PURPOSE: To investigate the safety, response rate, progression-free and overall survival of patients with liver metastases treated with (90)Y (glass) radioembolisation in a prospective, multicenter phase II study.
METHODS: 151 patients with liver metastases (colorectal n=61, neuroendocrine n=43 and other tumour types n=47) refractory to standard of care therapies were enrolled in this prospective, multicenter, phase II study under an investigational device exemption. Clinical/laboratory/imaging follow-up were obtained at 30 days followed by 3-month intervals for 1 year and every 6 months thereafter. The primary end-point was progression-free survival (PFS); secondary end-points included safety, hepatic progression-free survival (HPFS), response rate and overall survival.
RESULTS: Median age was 66 (range 25-88). Grade 3/4 adverse events included pain (12.8%), elevated alkaline phospatase (8.1%), hyperbilirubinemia (5.3%), lymphopaenia (4.1%), ascites (3.4%) and vomiting (3.4%). Treatment parameters including dose delivery were reproducible among centers. Disease control rates were 59%, 93% and 63% for colorectal, neuroendocrine and other primaries, respectively. Median PFS was 2.9 and 2.8 months for colorectal and other primaries, respectively. PFS was not achieved in the neuroendocrine group. Median survival from (90)Y treatment was 8.8 months for colorectal and 10.4 months for other primaries. Median survival for neuroendocrine patients has not been reached.

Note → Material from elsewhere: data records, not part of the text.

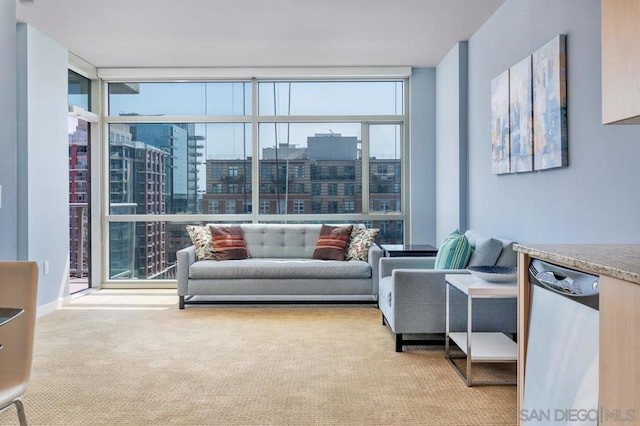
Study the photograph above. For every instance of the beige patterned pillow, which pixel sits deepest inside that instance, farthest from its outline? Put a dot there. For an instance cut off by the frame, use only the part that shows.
(361, 240)
(201, 238)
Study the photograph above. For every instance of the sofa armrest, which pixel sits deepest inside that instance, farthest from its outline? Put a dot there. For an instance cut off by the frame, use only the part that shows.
(185, 258)
(375, 253)
(388, 264)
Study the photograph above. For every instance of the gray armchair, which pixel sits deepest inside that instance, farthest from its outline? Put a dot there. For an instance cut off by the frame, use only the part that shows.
(412, 296)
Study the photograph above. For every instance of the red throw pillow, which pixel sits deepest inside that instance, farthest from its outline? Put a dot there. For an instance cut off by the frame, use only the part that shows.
(332, 242)
(228, 242)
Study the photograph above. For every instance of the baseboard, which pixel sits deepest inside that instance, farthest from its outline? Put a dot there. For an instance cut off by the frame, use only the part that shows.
(52, 306)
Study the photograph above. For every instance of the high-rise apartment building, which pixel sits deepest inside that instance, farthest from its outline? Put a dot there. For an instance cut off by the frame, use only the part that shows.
(138, 185)
(325, 177)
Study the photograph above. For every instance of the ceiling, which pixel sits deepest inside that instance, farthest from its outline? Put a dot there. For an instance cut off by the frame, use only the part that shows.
(258, 33)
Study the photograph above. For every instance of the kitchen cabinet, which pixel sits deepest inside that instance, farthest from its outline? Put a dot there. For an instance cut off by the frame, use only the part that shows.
(619, 348)
(618, 268)
(620, 61)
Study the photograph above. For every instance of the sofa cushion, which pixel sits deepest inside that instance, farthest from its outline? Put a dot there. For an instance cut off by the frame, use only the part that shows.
(271, 240)
(279, 269)
(454, 252)
(228, 242)
(201, 239)
(361, 240)
(332, 242)
(485, 252)
(507, 256)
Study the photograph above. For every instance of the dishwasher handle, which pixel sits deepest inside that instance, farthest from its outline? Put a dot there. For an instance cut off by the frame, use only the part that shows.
(558, 283)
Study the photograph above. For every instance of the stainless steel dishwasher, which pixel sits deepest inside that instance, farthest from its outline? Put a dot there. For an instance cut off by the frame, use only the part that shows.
(561, 369)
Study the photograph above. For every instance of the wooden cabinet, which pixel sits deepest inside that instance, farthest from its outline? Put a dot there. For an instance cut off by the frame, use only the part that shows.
(619, 349)
(620, 61)
(619, 343)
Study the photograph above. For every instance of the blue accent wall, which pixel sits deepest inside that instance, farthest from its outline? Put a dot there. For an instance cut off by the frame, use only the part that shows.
(451, 145)
(8, 141)
(421, 157)
(594, 199)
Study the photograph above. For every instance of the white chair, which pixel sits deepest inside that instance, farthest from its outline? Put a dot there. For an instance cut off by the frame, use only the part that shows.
(18, 289)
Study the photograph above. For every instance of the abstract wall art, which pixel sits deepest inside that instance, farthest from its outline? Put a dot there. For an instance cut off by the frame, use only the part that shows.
(529, 112)
(550, 105)
(521, 116)
(500, 123)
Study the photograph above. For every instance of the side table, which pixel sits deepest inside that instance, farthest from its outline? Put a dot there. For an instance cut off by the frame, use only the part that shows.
(409, 250)
(479, 346)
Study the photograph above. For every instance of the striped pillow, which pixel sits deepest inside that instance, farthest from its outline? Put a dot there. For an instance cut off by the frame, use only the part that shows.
(454, 252)
(228, 242)
(332, 242)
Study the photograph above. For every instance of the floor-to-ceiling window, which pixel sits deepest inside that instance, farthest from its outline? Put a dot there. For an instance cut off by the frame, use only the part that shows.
(247, 151)
(79, 98)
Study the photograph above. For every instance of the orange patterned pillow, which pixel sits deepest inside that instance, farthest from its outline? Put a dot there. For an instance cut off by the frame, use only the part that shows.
(201, 238)
(332, 242)
(361, 240)
(228, 242)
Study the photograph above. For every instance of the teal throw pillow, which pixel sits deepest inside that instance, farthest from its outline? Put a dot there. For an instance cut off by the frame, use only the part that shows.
(454, 252)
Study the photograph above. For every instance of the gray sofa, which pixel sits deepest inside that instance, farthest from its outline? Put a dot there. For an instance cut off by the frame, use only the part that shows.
(280, 268)
(412, 295)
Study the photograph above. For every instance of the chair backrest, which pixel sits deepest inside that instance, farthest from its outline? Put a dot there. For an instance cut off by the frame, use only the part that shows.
(18, 289)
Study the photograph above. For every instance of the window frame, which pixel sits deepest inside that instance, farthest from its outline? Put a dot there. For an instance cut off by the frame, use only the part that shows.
(254, 120)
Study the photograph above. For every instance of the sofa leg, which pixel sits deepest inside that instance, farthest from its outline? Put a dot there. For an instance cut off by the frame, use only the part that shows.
(398, 342)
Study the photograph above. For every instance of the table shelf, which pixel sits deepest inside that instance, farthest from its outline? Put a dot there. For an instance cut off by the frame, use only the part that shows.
(487, 347)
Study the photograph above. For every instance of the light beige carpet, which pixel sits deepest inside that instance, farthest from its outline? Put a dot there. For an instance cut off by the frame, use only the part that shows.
(119, 357)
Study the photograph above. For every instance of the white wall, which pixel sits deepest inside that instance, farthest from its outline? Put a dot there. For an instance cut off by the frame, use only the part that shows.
(43, 176)
(451, 142)
(595, 199)
(8, 145)
(421, 156)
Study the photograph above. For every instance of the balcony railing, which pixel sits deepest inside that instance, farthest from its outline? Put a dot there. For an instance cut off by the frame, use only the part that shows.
(79, 241)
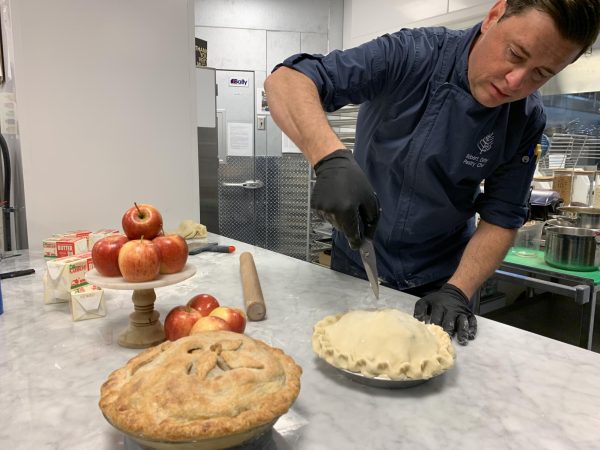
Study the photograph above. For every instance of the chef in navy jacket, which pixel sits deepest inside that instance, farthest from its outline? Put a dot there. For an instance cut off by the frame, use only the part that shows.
(441, 111)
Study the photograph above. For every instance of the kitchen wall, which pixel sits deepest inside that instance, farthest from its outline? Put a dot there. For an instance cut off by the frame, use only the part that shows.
(366, 20)
(9, 128)
(106, 100)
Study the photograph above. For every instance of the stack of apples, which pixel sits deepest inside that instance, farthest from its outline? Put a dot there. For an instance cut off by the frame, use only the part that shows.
(144, 251)
(200, 314)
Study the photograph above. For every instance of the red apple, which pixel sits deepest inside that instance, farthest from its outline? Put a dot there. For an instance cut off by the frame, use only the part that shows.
(142, 220)
(180, 321)
(233, 316)
(173, 252)
(203, 303)
(105, 255)
(209, 323)
(139, 260)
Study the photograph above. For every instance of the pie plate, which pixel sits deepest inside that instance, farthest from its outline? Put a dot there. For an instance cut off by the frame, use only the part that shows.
(223, 442)
(381, 382)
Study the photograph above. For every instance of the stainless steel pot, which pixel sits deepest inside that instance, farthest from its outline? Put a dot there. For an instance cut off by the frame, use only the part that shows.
(583, 216)
(572, 248)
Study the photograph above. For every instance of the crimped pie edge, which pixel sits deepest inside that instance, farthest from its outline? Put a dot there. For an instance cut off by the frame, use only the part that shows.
(141, 424)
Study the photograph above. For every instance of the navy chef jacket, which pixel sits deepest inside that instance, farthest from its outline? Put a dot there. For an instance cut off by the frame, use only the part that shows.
(426, 144)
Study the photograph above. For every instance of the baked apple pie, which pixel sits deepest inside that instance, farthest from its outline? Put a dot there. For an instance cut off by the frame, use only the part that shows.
(204, 386)
(385, 343)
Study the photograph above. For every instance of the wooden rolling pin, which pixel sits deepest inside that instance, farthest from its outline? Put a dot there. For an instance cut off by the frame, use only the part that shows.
(253, 298)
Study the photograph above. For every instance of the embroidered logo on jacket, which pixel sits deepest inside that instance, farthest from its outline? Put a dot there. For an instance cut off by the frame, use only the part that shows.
(484, 145)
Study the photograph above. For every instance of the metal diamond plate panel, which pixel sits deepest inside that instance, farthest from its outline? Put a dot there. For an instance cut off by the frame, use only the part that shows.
(274, 217)
(236, 205)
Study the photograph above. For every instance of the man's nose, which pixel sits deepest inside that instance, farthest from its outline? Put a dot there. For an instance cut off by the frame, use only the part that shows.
(515, 78)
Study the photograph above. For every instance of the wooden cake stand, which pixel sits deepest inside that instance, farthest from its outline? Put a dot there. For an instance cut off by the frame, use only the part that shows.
(145, 329)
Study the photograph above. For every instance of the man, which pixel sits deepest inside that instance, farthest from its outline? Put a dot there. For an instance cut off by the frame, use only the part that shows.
(441, 111)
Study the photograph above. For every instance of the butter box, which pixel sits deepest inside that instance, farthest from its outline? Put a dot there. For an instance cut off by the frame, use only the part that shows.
(65, 245)
(64, 274)
(97, 235)
(87, 302)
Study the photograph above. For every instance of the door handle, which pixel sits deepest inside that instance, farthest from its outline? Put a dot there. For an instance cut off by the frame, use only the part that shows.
(248, 184)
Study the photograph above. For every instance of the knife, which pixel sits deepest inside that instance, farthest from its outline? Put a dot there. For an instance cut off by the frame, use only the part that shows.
(211, 247)
(367, 254)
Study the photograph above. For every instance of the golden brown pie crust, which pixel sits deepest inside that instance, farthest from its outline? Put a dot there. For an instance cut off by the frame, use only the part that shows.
(203, 386)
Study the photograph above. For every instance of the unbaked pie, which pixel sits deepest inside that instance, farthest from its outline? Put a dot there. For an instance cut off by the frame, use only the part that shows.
(385, 343)
(204, 386)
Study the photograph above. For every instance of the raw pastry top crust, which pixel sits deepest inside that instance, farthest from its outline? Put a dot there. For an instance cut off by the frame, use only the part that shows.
(385, 343)
(208, 385)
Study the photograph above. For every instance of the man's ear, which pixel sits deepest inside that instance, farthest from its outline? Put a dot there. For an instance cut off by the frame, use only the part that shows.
(493, 15)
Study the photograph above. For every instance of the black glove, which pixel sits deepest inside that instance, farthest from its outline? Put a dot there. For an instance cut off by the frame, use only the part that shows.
(344, 197)
(449, 308)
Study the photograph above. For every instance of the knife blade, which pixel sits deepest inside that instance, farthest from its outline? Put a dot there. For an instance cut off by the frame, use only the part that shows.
(367, 254)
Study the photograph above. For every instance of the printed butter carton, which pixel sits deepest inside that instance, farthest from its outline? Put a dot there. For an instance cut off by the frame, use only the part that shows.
(65, 245)
(87, 302)
(97, 235)
(49, 246)
(64, 274)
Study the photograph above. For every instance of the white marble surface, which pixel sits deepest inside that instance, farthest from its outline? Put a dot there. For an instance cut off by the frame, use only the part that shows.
(509, 389)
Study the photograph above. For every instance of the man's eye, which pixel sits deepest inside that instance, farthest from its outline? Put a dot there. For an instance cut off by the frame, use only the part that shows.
(512, 55)
(538, 75)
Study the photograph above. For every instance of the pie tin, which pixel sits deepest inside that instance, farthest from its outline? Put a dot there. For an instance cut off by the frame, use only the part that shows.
(382, 382)
(232, 440)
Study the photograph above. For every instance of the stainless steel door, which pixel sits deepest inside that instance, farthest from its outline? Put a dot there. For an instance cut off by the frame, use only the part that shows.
(241, 185)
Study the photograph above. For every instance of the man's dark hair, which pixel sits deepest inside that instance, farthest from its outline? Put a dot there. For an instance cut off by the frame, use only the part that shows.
(577, 21)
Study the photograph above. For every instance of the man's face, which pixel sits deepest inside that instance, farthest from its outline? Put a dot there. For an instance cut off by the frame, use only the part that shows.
(515, 56)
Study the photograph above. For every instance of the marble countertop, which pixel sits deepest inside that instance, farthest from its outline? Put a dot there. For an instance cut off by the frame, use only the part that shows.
(508, 389)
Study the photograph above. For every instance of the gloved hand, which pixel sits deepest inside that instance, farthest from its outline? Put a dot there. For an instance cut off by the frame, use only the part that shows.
(343, 196)
(449, 308)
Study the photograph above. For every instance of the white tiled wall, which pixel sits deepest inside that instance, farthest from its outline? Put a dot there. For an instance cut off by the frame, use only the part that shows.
(365, 20)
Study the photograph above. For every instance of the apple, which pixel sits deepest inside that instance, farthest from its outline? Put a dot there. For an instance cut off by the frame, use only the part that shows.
(105, 254)
(173, 252)
(233, 316)
(179, 322)
(139, 260)
(209, 323)
(142, 220)
(203, 303)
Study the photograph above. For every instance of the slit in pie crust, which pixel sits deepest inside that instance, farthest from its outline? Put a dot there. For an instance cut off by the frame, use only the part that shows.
(204, 386)
(386, 343)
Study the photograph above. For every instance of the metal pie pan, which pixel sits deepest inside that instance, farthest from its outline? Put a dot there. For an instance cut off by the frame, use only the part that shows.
(381, 382)
(246, 438)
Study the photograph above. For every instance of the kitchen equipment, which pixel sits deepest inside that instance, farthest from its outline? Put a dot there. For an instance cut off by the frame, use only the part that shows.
(253, 296)
(381, 382)
(543, 203)
(528, 239)
(584, 216)
(367, 254)
(572, 248)
(194, 249)
(256, 438)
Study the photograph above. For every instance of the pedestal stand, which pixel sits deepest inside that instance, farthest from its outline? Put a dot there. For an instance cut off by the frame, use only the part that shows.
(144, 329)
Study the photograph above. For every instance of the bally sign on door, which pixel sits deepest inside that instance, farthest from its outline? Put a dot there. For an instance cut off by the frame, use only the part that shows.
(239, 82)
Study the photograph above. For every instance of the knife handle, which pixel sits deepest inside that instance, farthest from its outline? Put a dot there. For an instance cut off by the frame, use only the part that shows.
(253, 296)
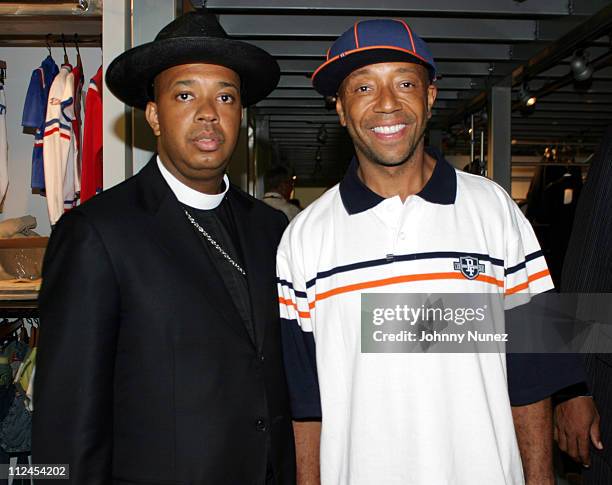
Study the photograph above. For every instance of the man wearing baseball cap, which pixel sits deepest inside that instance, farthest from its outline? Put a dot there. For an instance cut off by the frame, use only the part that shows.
(403, 220)
(160, 356)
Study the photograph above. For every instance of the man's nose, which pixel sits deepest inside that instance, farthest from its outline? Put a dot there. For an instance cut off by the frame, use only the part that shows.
(207, 111)
(387, 101)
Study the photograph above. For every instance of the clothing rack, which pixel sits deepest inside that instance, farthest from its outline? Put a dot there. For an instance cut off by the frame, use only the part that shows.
(50, 40)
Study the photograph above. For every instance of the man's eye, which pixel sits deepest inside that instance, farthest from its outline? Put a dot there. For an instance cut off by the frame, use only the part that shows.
(226, 98)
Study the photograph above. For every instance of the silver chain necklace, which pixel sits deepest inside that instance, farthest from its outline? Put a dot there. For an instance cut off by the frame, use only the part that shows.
(214, 243)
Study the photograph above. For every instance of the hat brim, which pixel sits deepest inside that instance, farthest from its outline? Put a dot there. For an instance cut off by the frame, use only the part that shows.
(131, 74)
(329, 76)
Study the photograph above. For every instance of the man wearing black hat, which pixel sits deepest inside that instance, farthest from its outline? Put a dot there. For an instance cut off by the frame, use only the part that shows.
(160, 357)
(404, 221)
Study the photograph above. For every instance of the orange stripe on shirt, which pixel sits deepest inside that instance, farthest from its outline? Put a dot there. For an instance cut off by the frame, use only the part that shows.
(531, 279)
(401, 279)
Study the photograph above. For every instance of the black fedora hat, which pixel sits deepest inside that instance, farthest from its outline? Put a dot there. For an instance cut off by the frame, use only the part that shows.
(192, 38)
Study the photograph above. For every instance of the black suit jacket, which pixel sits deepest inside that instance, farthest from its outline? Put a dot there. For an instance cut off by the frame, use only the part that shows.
(146, 373)
(588, 269)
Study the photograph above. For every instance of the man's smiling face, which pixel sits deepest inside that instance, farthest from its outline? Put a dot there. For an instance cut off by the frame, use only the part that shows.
(385, 108)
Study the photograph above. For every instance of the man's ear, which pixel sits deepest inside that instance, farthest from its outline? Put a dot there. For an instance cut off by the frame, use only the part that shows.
(432, 92)
(152, 117)
(340, 111)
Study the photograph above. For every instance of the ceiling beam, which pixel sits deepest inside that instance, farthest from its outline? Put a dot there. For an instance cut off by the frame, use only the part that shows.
(331, 26)
(498, 8)
(591, 29)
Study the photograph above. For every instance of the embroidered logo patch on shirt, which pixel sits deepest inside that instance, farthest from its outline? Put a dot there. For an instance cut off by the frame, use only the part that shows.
(469, 266)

CONCLUSION: Patients with liver metastases can be safely treated with (90)Y microspheres. This study is the first to demonstrate technical and dose reproducibility of (90)Y glass microspheres between centers in a prospective setting. Based on these promising data, three international, multicenter, randomised phase III studies in colorectal and hepatocellular carcinoma have been initiated.